CHANY SEBASTIÁN, LOSACIO
Losacio cumplía, al atardecer, su cita con la tradición en la romería popular en honor a Nuestra Señora la Virgen del Puerto. La fría tarde no pudo con los devotos que acudieron hasta «La Era» para primero rezar el santo rosario, cantar el ramo y luego salir en procesión por la pradera.
El temporal obligó a algunos cambios. Tras el robo en 2007 del santuario y varias de las insignias y estandartes se adquirió un nuevo pendón, de grandes dimensiones, que toda la tarde estuvo amarrado con una soga a una cruz de granito, ya que con el fuerte viento era imposible abrir con él la procesión como manda la tradición romera.
De esta manera la comitiva era abierta por Aurelio Tomás (Vicepresidente de la Diputación) portando la pendonilla, seguido del concejal Santiago Campo Crespo con el Crucificado y el alcalde, José Martín Vara Lorenzo, con la Cruz Parroquial, seguidos de un mozo portando el ramo de rosquillas caseras a base de huevos, harina, anís, limones y naranjas. Tras ellos los más pequeños con el Niño Jesús y la Virgen del Rosario.
La Virgen del Puerto, como manda la ancestral tradición, salió a los campos en su carro de labriego adornado por un multicolor manto de flores, tirando de él sus más fieles devotas, aquellas que en ella creen, quienes le han pedido algún favor relacionado con la salud o lo han recibido. Un niño, acompañado de su abuela, no soltó uno de los cordones del manto de blanco y oro en todo el camino, paso a paso, con música de dulzaina de «La Ribera de los Chirlos» de Domez liderados por Consuelo Gabella con su flamante traje de bordados carbajalinos.
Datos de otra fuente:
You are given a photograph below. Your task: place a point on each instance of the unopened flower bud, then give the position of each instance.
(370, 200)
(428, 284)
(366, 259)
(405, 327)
Curiosidad o milagro, el caso es que a mitad de camino la Gran Señora se giró para mirar al cercano Aliste y así procesionó hasta el templo sin que los devotos se diesen cuenta.
Manolo «El de Felipe» fue el que más pujó en la animada subasta pagando finalmente 450 euros por el ramo. Otra familia hizo lo propio por meter a la Virgen del Puerto hasta su dulce morada.
Para Amelia Fernández Fernández fue un día muy especial, ya que ha decidido dejar la mayordomía de la Virgen del Puerto, después de siete años dedicada a ella en cuerpo y alma. «Han sido años de trabajo y satisfacciones por que lo he hecho por devoción. Lo peor es que me toco el robo el santuario en 2007» afirmaba emocionada tras culminar la procesión.
La romería de la Virgen del Puerto fue antaño una de las más importantes de Aliste, Tábara y Alba, contando con cofrades de los diferentes pueblos. Se celebraba el día de la Santa Cruz: 3 de mayo.